Yield compression can be expected in the residential sector from next year, according to research from investment manager AEW.

The firm forecasts that residential yields will increase 50 bps this year but this will be followed by yield compression from 2024.

The sector will retain its appeal to investors, and its defensive characteristics along with its ability to hedge inflation through income growth, remain the principal attractions. Meanwhile, the long-standing undersupply of residential property throughout Europe will become even more acute, squeezed on one hand as higher interest rates increase demand for rented housing, and on the other by environmental legislation which will reduce the amount of lettable stock.

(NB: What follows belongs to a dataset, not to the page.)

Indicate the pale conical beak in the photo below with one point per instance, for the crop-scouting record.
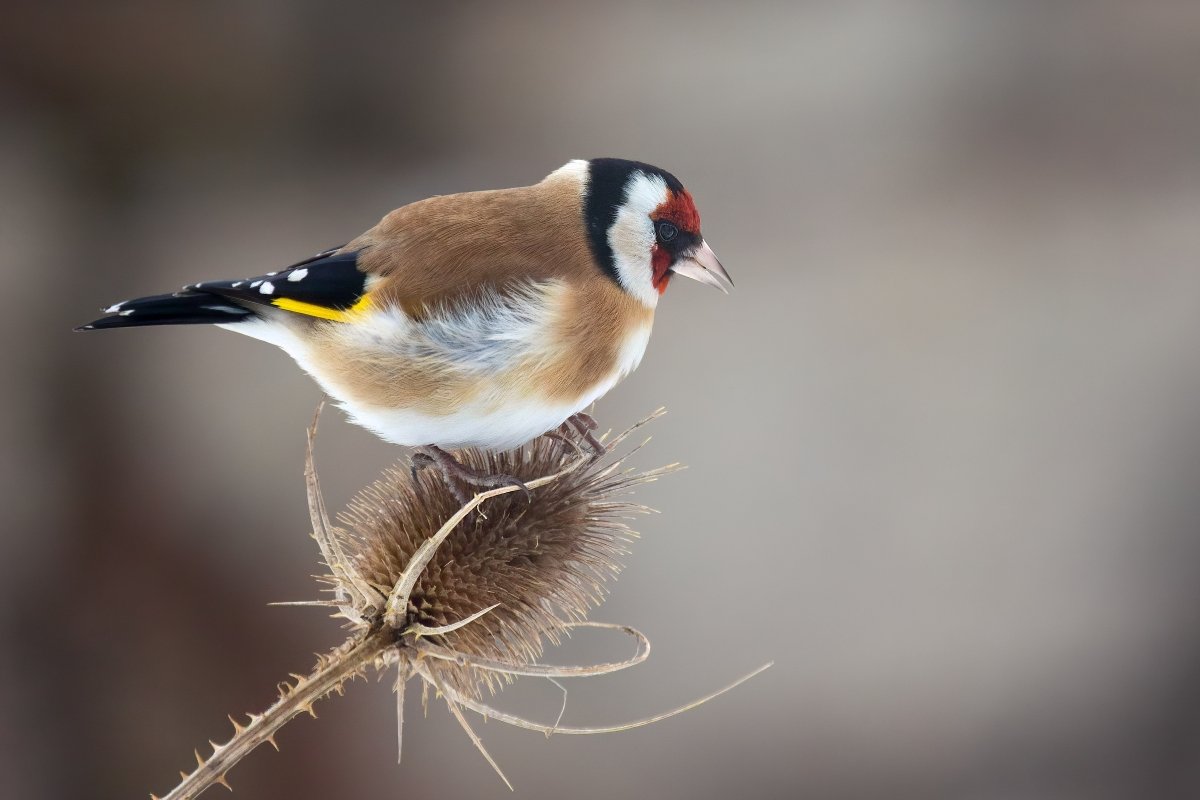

“A combination of rising mortgage rates supporting the rental market, a post-Covid return to cities underpinning the secular urbanisation trend, as well as positive household formation growth will continue to put further strain on already constrained supply,” said AEW director of research and strategy Irène Fossé.

“We expect this long-standing shortage of rental housing to become even more acute in the short term as EPC rating and sustainability regulations become effective and priced in by both occupiers and investors. These are already driving green premia for those assets with the best credentials.” 

Meanwhile, rising construction and finance costs will weaken developers’ profit margins, further reducing supply.

Strong rent growth can be expected across Europe as a result of these trends and AEW forecasts that for the 2023-27 period, prime residential rental growth will be about 3% per year, in line with logistics but higher than office and retail.

Hans Vrensen.

AEW also predicts that recently introduced rent caps designed to protect tenants against inflation-linked rent indexation will be temporary and will not inhibit long-term rent growth.

Opportunities may arise as some investors experience difficulty with debt refinancing, AEW predicts. Furthermore, as residential REITs have traded at a significant discount to their NAVs due to above average leverage, some of them may be forced to sell assets to rebalance portfolios.

 “The sector’s defensiveness can play a positive role in diversified portfolios, in part based on its inflation hedging characteristics,” said AEW’s head of research and strategy Hans Vrensen. “Attractively re-priced buying opportunities should emerge over the course of this year and into 2024,” he added. As well as residential REITs needing to rebalance their capital stacks, higher interest rates making it difficult for some investors to refinance, this will be attributable to undercapitalised landlords that are unable to invest in greening their portfolios.